[68245] in North American Network Operators' Group
Re: UUNet Offer New Protection Against DDoS
daemon@ATHENA.MIT.EDU (Alex Bligh)
Sat Mar 6 20:23:08 2004
Date: Sun, 07 Mar 2004 01:22:31 +0000
From: Alex Bligh <alex@alex.org.uk>
Reply-To: Alex Bligh <alex@alex.org.uk>
To: Paul Vixie <vixie@vix.com>, nanog@merit.edu
Cc: Alex Bligh <alex@alex.org.uk>
In-Reply-To: <g37jxxpoio.fsf@sa.vix.com>
Errors-To: owner-nanog-outgoing@merit.edu
--On 06 March 2004 23:02 +0000 Paul Vixie <vixie@vix.com> wrote:
> ok, i'll bite. why do we still do this? see the following from June
> 2001:
>
> http://www.cctec.com/maillists/nanog/historical/0106/msg00681.html
Having had almost exactly that phrase in my peering contracts for
$n years, the answer is because if you are A, and peer is B,
if ( A>B )
your spoofed traffic comes (statistically) from elsewhere so you don't
notice.

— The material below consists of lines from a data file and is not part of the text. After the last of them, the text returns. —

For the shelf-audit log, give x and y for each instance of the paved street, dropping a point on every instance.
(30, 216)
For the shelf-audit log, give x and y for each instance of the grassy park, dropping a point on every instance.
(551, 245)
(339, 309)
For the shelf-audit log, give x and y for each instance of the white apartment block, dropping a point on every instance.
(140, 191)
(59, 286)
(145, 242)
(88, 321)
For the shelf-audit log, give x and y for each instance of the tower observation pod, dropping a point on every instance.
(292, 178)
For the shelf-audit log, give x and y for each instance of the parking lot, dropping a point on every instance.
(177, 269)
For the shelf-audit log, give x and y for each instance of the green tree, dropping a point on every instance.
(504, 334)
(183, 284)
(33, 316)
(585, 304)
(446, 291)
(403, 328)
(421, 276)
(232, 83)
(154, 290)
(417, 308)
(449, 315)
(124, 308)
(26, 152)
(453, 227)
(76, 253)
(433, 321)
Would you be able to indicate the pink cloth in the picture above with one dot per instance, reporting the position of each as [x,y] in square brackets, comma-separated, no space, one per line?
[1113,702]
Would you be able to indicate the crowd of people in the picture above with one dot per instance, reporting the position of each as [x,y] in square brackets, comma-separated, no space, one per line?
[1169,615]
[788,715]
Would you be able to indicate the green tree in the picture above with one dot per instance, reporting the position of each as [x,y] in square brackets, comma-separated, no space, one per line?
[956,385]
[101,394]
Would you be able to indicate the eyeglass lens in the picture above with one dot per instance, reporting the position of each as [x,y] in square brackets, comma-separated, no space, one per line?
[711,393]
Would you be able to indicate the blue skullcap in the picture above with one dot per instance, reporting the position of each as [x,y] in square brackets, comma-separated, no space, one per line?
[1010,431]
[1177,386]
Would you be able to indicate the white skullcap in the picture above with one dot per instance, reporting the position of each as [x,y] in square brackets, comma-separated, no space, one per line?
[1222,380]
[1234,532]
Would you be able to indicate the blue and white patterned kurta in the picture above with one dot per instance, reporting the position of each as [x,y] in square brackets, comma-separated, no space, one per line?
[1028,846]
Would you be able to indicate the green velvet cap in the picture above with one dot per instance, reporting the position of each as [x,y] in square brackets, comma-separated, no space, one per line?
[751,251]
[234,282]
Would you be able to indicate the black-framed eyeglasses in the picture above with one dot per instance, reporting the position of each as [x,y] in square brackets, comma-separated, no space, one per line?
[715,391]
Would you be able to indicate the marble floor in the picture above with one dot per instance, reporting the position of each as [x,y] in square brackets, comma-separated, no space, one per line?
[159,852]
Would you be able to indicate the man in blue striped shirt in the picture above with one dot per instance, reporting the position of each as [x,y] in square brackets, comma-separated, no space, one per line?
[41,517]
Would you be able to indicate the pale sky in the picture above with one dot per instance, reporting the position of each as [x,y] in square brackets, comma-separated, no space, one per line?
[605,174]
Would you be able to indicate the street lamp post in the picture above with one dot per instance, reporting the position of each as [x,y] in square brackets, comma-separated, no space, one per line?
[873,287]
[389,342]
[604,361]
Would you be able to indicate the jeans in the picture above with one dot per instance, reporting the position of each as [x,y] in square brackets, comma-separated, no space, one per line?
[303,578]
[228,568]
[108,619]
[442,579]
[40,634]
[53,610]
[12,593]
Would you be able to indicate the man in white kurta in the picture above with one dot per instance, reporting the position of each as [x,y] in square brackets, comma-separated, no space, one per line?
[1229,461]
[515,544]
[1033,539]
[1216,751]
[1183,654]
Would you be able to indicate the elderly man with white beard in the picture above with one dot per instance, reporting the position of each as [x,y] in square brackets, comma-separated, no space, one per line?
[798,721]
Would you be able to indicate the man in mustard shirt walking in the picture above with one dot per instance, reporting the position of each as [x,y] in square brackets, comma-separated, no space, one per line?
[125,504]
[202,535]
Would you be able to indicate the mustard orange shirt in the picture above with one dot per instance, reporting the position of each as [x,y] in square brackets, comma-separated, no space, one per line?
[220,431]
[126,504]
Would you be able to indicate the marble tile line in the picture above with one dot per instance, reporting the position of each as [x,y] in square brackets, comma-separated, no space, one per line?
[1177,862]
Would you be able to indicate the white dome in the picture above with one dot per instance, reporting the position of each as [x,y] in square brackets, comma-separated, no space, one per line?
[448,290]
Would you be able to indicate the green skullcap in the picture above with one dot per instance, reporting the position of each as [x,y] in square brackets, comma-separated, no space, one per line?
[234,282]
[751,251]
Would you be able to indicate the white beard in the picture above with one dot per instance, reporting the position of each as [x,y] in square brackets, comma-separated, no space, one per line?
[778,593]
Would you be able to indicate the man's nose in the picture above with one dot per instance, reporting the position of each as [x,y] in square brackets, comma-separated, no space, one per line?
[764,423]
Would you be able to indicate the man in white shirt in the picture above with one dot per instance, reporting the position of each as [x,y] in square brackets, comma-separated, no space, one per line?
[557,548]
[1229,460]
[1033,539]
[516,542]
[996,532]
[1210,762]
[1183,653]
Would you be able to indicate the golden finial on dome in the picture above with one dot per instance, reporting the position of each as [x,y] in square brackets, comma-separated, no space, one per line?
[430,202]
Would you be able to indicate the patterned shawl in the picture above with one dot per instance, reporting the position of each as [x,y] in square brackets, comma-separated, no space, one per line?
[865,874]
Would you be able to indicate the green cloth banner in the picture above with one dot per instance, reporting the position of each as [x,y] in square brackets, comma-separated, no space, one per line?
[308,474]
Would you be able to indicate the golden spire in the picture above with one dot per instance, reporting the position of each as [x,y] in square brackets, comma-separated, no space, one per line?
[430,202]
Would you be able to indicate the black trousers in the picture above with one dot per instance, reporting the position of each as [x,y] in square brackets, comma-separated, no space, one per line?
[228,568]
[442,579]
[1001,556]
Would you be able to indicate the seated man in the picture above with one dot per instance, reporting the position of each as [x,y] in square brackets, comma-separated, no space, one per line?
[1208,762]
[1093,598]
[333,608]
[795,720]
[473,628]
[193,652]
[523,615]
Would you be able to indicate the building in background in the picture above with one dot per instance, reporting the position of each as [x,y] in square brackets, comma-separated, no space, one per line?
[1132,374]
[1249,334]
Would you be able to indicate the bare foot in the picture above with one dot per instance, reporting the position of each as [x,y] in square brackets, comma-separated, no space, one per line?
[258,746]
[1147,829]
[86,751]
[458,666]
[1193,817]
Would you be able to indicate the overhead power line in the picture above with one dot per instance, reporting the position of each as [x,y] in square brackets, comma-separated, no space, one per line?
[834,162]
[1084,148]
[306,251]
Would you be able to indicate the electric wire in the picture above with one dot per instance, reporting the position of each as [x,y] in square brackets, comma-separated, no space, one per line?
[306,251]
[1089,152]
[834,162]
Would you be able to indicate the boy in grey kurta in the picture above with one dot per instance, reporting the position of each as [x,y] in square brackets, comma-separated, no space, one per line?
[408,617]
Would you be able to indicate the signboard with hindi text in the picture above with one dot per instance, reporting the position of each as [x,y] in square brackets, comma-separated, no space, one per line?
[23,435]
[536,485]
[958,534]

You are dealing with traffic from C, where C>>A
else
you've signed their peering agreement, and are 'peering' on their
terms instead. Was I going to pull peering with $tier1 from whom
the occasional DoS came? Nope.
The only way this was ever going to work was if the largest networks
cascaded the requirements down to the smallest. And the largest networks
were the ones for whom (quite understandably) rpf was most difficult.
DoS (read unpaid for, unwanted traffic) is one of the best arguments
against settlement-free peering (FX: ducks & runs).